Fangrui Song via llvm-dev

unread,
Nov 11, 2020, 5:59:42 PM11/11/20
to Robinson, Paul, James Henderson, llvm...@lists.llvm.org
(Adding back Cc: which got dropped)

> (Igor - I don't know what happened, but your email split the mail thread in gmail for me.)

The problem is that https://lists.llvm.org/pipermail/llvm-dev/2020-November/146528.html does not have an In-Reply-To: header.
Added Igor to the Cc: list.

If we go down the route (sorting DWARF64 after DWARF32), compared with a
lightweight parse, I'd prefer the relocation based approach: if a .debug_* has
an 64-bit absolute relocation type (e.g. R_X86_64_64).

In LLD, for an input section, we don't know its associated SHT_REL[A] section.
So when adding an orphan section we would have another loop iterating
over inputSections. We can reuse the dependentSections to have this
piece of information (generalizing the existing special case for -r/--emit-relocs)

> This way as long as DWARF32 sections don't themselves go over 4gigs, the final binary can contain debug information that exceeds 4gig.
> Which I think will be the common case.

I would not expect the linker behaves differently when linking a few additional sections change the behavior so drastically
in a not-easily-explainable way.

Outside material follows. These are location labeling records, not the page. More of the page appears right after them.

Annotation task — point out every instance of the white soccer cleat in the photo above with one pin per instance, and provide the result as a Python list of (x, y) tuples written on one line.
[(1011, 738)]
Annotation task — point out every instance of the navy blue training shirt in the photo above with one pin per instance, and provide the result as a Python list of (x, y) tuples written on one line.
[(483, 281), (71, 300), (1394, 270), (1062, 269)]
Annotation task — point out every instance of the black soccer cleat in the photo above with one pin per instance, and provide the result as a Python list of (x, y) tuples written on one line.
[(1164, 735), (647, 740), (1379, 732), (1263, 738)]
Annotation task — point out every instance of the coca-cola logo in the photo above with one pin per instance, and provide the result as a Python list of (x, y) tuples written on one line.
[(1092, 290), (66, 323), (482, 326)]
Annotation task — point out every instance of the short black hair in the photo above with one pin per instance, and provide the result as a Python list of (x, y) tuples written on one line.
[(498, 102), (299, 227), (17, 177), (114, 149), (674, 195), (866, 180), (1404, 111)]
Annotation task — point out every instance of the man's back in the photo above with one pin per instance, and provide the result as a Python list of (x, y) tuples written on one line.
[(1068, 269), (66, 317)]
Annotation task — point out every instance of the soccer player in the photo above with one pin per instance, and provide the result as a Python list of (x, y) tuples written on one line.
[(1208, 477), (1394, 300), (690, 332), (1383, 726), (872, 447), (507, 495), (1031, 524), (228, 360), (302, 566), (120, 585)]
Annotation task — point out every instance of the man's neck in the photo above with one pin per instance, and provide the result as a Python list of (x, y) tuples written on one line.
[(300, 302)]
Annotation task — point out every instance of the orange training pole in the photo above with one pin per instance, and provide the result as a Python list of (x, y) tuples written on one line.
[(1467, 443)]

This deserves a dedicated linker option (see below, I have a concern about the inconsistency
with an input section description)

I'm still learning the internals but would expect that mixed DWARF32/DWARF64 is
a problem for LTO. A reloctable link (-r) can combine DWARF32/DWARF64 object
files and potentially nullify the aforementioned relocation based approach
(we probably just want to check the first relocation to save time;
if we link DWARF64 before DWARF32 we may create a .debug_info
which looks like DWARF64 but is actually restricted by DWARF32 relocations)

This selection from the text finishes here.